BMT 017: An American in Germany – Transitioning Abroad with Stephanie Urban

American in Germany

Living overseas is a dream for some, but it’s a reality for Stephanie Urban, who moved her life to Germany over 7 years ago.

I wanted to interview Stephanie because I have so many questions about this subject (i.e. How do you stay legally? How did you get a visa? How did you find a job?).

Join us for this interview as we find out how she decided to move her life overseas, what it took for her to get a German residency permit and secure work visas to allow her to stay in Europe legally, as well as what mistakes she made along the way.

Find out what it takes to be an American in Germany.

Meet Stephanie

Stephanie Urban is 31 years young and grew up in the beautiful Flathead Valley of northwest Montana. She studied Business Management at MSU Bozeman for two years before she decided to go back to her roots and do a year abroad in Berlin, during which she learned German and visited 12 different European countries.

Upon returning to Bozeman, she changed her major to English and did another semester in eastern Germany, where she returned after graduating in 2006. She’s now been living in the gorgeous city of Leipzig for seven and a half years and is a self-employed Business English trainer and German to English translator who also facilitates courses for Leadership Management International.

Her motto: “Leap and the net will appear.”

Episode 17 Show Notes

Fernweh – (n.) An ache for distant places; the craving for travel

Check your school’s international department (if you have the option) to seek out scholarships!
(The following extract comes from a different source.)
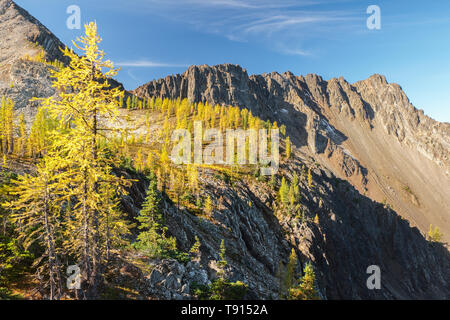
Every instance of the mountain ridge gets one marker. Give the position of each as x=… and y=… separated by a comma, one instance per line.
x=337, y=133
x=336, y=122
Like Stephanie said: “I don’t think it’s a matter of good grades… it’s your will power and the enthusiasm you show.”

When you struggle with your family members not understanding why you want to travel: “You just have to make the people at home understand that this is an adventure that you don’t want to miss…” and remember, you can ALWAYS come home if it doesn’t turn out the way you’d hoped.

Stephanie’s amazing one-liner takeaways:

“The best things in life aren’t things.”
“If you have any inclination to do it, you should do it because that regret is just going to eat you alive.”
“If you’re even thinking about it GO. Just MAKE IT HAPPEN.”
“Life is like a mirror, what you put out there is going to be reflected.”

Links we mentioned:

5 replies on “BMT 017: An American in Germany – Transitioning Abroad with Stephanie Urban”

Jackie, this was a great episode with Stephanie. It was really authentic and I think that her story is an inspiration to many who are looking to live abroad for an extended period of time.

I loved this one. I felt for her when she said she had to pay into the retirement account!
Right now we are trying to move into Canada, and while that SHOULD be easy (3 out of 4 of us are dual citizens, my husband has a job there), the application for permanent residency is crazy. We also got slammed with taxes because we were non-residents and because he only made 84% of his yearly income in Canada (instead of the 90%, apparently, that’s a rule–we moved in late Feb. when he started the job) we got slammed because they didn’t allow him any personal deductions (like children!). So, we’d been taking out the highest amount of taxes with every paycheck of his and we STILL owed $4500Can after that. It was insane and we never thought that would happen (highest amount out of the checks!). Ugh. It has been such a nightmare, but we are almost through it. My application is turned in and we’re weeks away from them looking at it, so more than likely we’ll finally be able to move up in the Fall. Since we currently live in teh states, it stinks because we are paying higher taxes up there and not getting any of the benefits (like the healthcare, we still have to pay for that here!), and we loose between 400-500$ per month just in exchange rate. It’s kind of been a nightmare living stateside and working in Canada. If it was the opposite (living in Canada, working stateside) it would be reversed it would be much better. Who ever knows about a 90% rule??? one of those things you just have to live through, I guess.

Wow! You’re exactly right though. It’s one of those things you just need to get through, and then once you get it all sorted out, it will be a thing of the past and most likely, completely worth it. Hang in there Sarah!